Complaint about the Practice
- Mr Y complained the Practice failed to follow up a telephone appointment with the care home. He said therefore there was no discussion between the Practice and care home about Mrs Y.
- Mr X complained to NHS England (NHSE) about the Practice. The Practice investigated his complaint and found it had booked a telephone consultation and had advised the care home it would be that afternoon. The Practice provided an extract from its records showing it made a call to the care home that afternoon, but said “there was no answer and no answerphone service”. The Practice acknowledged it had then not followed its usual process for returning calls to patients. It said its best practice protocol states it will call patients on their preferred number, a minimum of two times, leaving a message where possible. However, it said it was unable to identify that a second call had been made.
- NHSE also carried out a clinical review of the complaint, and made recommendations to the Practice to improve its services as a result of Mr X’s complaint. This included reviewing its protocol for managing telephone consultations, and monitoring adherence to the protocol.
- The Practice carried out an appropriate investigation into Mr X’s complaint and considered relevant records, which were reflected in its response to Mr X. As noted above, the Practice’s response to Mr X acknowledged it had not followed the process for telephone consultations. I recognise Mr X’s view that this caused him uncertainty and distress. The Practice appropriately apologised to Mr X for upset and distress caused.

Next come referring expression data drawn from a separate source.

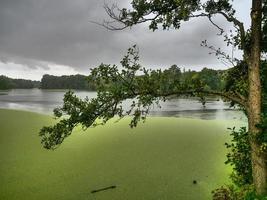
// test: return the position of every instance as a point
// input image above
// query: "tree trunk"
(259, 169)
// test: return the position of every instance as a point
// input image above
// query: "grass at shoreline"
(158, 160)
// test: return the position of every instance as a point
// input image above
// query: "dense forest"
(79, 82)
(9, 83)
(208, 78)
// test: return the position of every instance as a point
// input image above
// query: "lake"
(44, 101)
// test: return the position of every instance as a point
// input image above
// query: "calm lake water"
(44, 101)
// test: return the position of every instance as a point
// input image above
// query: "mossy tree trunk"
(259, 167)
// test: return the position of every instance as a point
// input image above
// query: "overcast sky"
(56, 37)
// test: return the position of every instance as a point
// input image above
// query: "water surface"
(44, 101)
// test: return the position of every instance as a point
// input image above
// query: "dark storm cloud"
(39, 32)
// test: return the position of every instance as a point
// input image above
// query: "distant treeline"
(9, 83)
(208, 78)
(79, 82)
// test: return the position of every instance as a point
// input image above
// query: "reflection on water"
(44, 101)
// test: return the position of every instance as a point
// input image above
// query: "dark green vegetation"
(158, 160)
(115, 85)
(9, 83)
(79, 82)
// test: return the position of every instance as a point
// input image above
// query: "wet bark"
(259, 169)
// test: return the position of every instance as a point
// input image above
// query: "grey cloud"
(36, 32)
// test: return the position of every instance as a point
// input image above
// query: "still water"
(44, 101)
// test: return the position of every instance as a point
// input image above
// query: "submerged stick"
(102, 189)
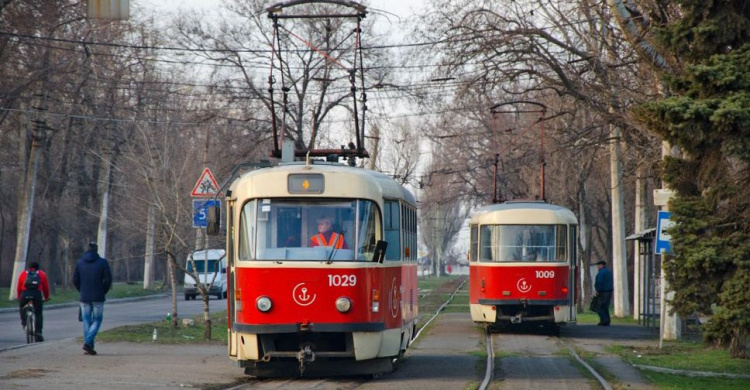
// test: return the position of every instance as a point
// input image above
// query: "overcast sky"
(381, 10)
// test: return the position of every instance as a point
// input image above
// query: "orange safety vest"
(335, 238)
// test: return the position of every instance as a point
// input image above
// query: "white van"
(207, 263)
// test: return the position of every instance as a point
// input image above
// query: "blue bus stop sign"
(663, 240)
(200, 211)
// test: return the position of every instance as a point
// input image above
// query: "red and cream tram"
(522, 265)
(322, 269)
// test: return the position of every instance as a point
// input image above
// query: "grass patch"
(119, 290)
(166, 334)
(432, 282)
(460, 303)
(684, 355)
(679, 382)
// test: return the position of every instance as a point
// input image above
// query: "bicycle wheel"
(30, 326)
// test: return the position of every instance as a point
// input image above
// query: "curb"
(75, 303)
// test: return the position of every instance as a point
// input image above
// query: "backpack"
(32, 280)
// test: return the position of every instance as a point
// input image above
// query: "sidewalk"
(54, 306)
(62, 365)
(593, 340)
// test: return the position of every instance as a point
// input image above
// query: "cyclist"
(33, 286)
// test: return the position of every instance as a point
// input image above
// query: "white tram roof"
(211, 254)
(341, 181)
(523, 213)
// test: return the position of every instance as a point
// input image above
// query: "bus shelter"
(646, 278)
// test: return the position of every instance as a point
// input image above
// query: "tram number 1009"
(342, 280)
(545, 274)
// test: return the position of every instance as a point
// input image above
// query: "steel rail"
(439, 310)
(490, 360)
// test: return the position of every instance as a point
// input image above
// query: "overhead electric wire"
(200, 50)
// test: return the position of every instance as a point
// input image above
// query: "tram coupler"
(305, 355)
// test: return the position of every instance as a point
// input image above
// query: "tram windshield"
(523, 243)
(302, 229)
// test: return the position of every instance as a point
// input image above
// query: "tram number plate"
(342, 280)
(545, 274)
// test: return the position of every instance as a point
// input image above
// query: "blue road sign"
(663, 240)
(200, 211)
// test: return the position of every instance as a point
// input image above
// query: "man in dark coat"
(93, 279)
(604, 285)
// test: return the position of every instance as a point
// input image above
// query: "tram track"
(490, 364)
(337, 382)
(439, 309)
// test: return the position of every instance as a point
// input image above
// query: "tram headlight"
(264, 304)
(343, 304)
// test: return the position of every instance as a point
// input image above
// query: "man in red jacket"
(33, 286)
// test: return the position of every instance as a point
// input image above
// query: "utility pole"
(26, 203)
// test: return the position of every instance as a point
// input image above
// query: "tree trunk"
(738, 344)
(640, 225)
(25, 211)
(148, 264)
(104, 206)
(619, 253)
(171, 267)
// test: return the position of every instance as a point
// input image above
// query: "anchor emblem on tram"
(301, 295)
(523, 286)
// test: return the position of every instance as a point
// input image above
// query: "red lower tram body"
(502, 294)
(321, 315)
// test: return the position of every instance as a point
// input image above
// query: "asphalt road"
(62, 322)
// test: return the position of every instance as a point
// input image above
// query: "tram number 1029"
(342, 280)
(545, 274)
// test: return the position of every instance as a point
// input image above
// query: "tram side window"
(247, 231)
(367, 228)
(474, 242)
(561, 238)
(409, 228)
(523, 243)
(391, 221)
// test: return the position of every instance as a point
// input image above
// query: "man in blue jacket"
(92, 279)
(604, 285)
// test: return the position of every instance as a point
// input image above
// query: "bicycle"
(30, 315)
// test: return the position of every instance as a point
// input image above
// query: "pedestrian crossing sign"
(206, 186)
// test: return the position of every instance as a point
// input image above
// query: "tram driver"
(326, 236)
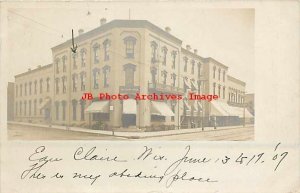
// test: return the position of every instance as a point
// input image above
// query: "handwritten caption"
(172, 171)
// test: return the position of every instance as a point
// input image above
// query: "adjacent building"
(127, 56)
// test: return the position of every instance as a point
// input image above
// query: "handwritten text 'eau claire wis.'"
(168, 176)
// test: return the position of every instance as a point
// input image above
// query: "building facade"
(125, 57)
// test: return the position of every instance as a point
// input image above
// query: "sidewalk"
(126, 134)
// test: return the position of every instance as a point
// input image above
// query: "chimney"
(80, 31)
(188, 47)
(167, 29)
(102, 21)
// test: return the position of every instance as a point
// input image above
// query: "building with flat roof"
(127, 57)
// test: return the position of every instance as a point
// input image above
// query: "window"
(57, 65)
(173, 77)
(164, 51)
(25, 88)
(20, 113)
(74, 105)
(164, 75)
(30, 84)
(41, 85)
(48, 84)
(74, 78)
(193, 66)
(214, 72)
(21, 90)
(34, 107)
(64, 80)
(96, 74)
(74, 56)
(82, 80)
(82, 107)
(57, 110)
(64, 60)
(41, 111)
(214, 88)
(106, 45)
(29, 107)
(129, 46)
(63, 103)
(83, 57)
(16, 90)
(185, 63)
(35, 86)
(25, 108)
(96, 48)
(199, 69)
(57, 85)
(153, 52)
(129, 74)
(106, 70)
(174, 53)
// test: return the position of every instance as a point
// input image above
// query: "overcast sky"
(226, 35)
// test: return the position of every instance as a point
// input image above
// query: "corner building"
(126, 56)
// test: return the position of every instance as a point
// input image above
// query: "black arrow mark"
(74, 46)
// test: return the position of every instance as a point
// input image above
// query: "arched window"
(129, 74)
(129, 46)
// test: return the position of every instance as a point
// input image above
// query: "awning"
(129, 107)
(186, 83)
(98, 107)
(194, 85)
(161, 108)
(45, 103)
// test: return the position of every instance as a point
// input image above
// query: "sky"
(226, 35)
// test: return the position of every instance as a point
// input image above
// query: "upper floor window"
(64, 61)
(74, 78)
(153, 52)
(83, 57)
(21, 89)
(57, 85)
(174, 53)
(129, 49)
(74, 56)
(30, 84)
(35, 86)
(164, 51)
(41, 85)
(193, 66)
(214, 72)
(164, 75)
(57, 65)
(48, 84)
(64, 80)
(199, 69)
(106, 46)
(106, 70)
(25, 88)
(82, 80)
(129, 74)
(96, 74)
(96, 48)
(185, 63)
(173, 77)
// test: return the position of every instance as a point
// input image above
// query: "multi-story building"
(127, 57)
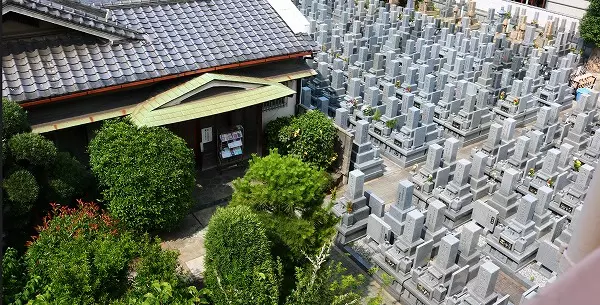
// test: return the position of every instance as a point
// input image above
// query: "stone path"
(189, 238)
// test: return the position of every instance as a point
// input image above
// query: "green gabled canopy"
(178, 104)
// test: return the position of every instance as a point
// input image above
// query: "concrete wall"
(344, 151)
(288, 110)
(572, 10)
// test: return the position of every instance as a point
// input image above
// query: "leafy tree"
(272, 133)
(83, 256)
(32, 148)
(589, 27)
(287, 195)
(37, 174)
(147, 174)
(239, 268)
(325, 282)
(311, 137)
(21, 188)
(14, 119)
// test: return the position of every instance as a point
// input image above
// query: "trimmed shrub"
(83, 256)
(147, 174)
(22, 189)
(287, 194)
(32, 148)
(311, 137)
(239, 268)
(272, 133)
(589, 27)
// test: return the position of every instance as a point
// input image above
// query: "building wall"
(572, 10)
(288, 110)
(575, 8)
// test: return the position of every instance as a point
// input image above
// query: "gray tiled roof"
(180, 37)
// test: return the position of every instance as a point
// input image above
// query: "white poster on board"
(206, 135)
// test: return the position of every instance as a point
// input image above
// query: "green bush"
(69, 179)
(147, 174)
(14, 275)
(239, 268)
(272, 133)
(83, 256)
(14, 119)
(287, 195)
(33, 148)
(589, 27)
(311, 137)
(22, 189)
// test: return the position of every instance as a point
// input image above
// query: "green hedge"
(147, 174)
(239, 268)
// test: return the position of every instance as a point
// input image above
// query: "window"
(274, 104)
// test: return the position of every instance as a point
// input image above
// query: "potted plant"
(502, 95)
(368, 113)
(377, 115)
(389, 126)
(577, 164)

- I have considered the actions the Practice has taken following Mr X’s complaint. I consider the actions taken, including a review of its telephone consultation protocol and how it will monitor adherence to this, are reasonable and will help prevent recurrence. Therefore, I have not made any further recommendations for service improvement by the Practice.
Final decision
- I found fault by the Council, the Trust and the Practice, for the reasons set out in the Analysis section, above. The Council, the Trust and the Practice have offered reasonable remedies by apologising to Mr X for the uncertainty caused to him, and taking appropriate actions to improve services. I have completed my investigation on this basis.